Igual que muchos antes que tú, dejaste de existir cuando dejé de pensarte; así que es justo asumir que te debo un funeral.
Empiezo por las cosas que haría para despedirme de ti; pondría en la ventana velas al atardecer, las mismas que iluminaban tu piel la noche que la lluvia nos obligó a quedarnos en tu departamento, esa noche dijiste que había algo en mí que te cegaba. Daría folletos con tus poemas favoritos, el primero sería uno de Bécquer y el último ese haiku que me escribiste en el hombro. Habría mezcal por todo el lugar, el mismo que nos dio valor para besarnos hasta el alma en aquel callejón.
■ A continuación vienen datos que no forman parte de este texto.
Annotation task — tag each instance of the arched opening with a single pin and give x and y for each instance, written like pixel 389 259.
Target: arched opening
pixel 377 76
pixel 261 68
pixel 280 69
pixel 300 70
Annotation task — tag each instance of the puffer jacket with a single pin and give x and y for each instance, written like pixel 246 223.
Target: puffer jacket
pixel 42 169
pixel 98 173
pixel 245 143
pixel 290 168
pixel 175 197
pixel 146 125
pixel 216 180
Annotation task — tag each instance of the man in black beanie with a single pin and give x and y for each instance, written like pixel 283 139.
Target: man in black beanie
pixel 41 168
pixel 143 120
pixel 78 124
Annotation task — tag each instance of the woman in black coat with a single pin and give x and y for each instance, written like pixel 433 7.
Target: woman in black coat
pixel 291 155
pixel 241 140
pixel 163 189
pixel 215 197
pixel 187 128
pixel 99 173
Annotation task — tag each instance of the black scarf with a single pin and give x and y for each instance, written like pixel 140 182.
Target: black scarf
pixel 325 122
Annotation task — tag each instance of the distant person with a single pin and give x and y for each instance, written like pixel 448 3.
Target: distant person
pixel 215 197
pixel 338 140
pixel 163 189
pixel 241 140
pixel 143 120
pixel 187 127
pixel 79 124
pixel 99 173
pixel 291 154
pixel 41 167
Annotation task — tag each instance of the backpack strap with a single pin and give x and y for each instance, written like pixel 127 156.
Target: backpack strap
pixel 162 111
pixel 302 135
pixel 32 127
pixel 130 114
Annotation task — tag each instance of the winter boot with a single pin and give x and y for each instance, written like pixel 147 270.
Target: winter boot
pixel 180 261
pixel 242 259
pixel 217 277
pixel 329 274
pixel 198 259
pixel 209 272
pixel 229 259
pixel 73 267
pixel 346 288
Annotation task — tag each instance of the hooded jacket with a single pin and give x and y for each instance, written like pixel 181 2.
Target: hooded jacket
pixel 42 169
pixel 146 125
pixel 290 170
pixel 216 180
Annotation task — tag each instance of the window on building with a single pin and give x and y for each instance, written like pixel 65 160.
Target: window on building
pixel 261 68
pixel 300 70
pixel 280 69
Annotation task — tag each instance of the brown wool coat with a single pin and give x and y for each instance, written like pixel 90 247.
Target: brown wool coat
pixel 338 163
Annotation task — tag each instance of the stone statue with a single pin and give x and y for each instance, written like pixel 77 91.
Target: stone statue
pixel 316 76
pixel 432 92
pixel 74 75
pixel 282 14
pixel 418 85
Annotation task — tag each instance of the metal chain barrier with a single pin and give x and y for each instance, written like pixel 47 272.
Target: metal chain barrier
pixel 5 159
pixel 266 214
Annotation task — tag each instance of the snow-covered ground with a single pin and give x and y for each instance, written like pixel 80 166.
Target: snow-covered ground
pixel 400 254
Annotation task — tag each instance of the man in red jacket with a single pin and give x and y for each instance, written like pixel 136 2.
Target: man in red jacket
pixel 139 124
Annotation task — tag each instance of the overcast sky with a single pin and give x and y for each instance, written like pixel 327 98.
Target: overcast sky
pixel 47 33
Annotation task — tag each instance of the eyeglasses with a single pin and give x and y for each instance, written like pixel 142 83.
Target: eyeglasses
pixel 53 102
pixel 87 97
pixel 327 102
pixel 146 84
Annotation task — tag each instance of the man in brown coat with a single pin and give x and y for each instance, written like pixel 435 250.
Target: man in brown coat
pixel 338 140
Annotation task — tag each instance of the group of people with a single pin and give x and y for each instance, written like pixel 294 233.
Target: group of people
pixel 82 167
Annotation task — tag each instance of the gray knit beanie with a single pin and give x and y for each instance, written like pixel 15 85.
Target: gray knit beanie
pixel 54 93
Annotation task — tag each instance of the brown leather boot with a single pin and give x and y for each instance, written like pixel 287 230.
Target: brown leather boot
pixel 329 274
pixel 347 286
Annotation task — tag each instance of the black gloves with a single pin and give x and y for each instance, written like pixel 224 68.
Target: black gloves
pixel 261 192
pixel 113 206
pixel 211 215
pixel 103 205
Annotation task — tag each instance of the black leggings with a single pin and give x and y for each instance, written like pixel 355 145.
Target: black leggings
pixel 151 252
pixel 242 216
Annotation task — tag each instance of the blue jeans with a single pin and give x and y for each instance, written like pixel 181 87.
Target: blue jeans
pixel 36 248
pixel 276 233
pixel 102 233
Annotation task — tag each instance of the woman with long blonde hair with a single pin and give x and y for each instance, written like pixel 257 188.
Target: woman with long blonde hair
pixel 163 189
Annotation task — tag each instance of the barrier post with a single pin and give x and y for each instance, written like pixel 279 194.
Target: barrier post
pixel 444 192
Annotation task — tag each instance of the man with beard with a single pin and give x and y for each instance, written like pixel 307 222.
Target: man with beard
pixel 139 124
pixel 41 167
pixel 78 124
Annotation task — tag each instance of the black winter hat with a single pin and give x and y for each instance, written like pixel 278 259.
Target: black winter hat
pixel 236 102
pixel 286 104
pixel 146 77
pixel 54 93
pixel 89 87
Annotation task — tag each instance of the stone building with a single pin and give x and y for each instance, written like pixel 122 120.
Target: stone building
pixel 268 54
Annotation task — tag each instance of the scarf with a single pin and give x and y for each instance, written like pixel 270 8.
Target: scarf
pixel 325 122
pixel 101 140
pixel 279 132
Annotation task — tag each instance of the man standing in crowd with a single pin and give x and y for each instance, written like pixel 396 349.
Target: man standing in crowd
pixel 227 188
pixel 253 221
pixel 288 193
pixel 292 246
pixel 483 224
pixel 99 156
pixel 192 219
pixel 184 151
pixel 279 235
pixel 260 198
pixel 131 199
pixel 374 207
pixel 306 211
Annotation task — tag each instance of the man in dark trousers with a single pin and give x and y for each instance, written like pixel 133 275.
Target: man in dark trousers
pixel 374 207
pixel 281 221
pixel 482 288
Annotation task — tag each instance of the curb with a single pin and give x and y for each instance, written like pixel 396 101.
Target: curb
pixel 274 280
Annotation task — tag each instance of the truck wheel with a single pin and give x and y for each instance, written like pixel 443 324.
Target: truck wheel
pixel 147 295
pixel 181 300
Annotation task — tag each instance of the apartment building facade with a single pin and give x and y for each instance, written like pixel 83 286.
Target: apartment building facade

Para terminar diría media plegaria por ti, te habría gustado ver a todos esperar por un Amén que jamás llegará.
Pasaría la tarde llorando como si fuera tu viuda, lágrimas gruesas que recuerden a las que te lloré cuando supe que no volverías. Hablaría con todos de lo bueno, cariñoso y guapo que eras, a nadie le recordaría que mentías sobre el alcohol y la iglesia. Aceptaría cada abrazo y mirada de compasión; callaría ante cada “lamentamos su partida”, porque nadie podría entender lo que fue un día despertar sabiendo que dejabas el país, que la vista de tu departamento no tendría a BB King de fondo nunca más y que yo seguiría aquí, recordándote en cada beso que intente competir con los tuyos.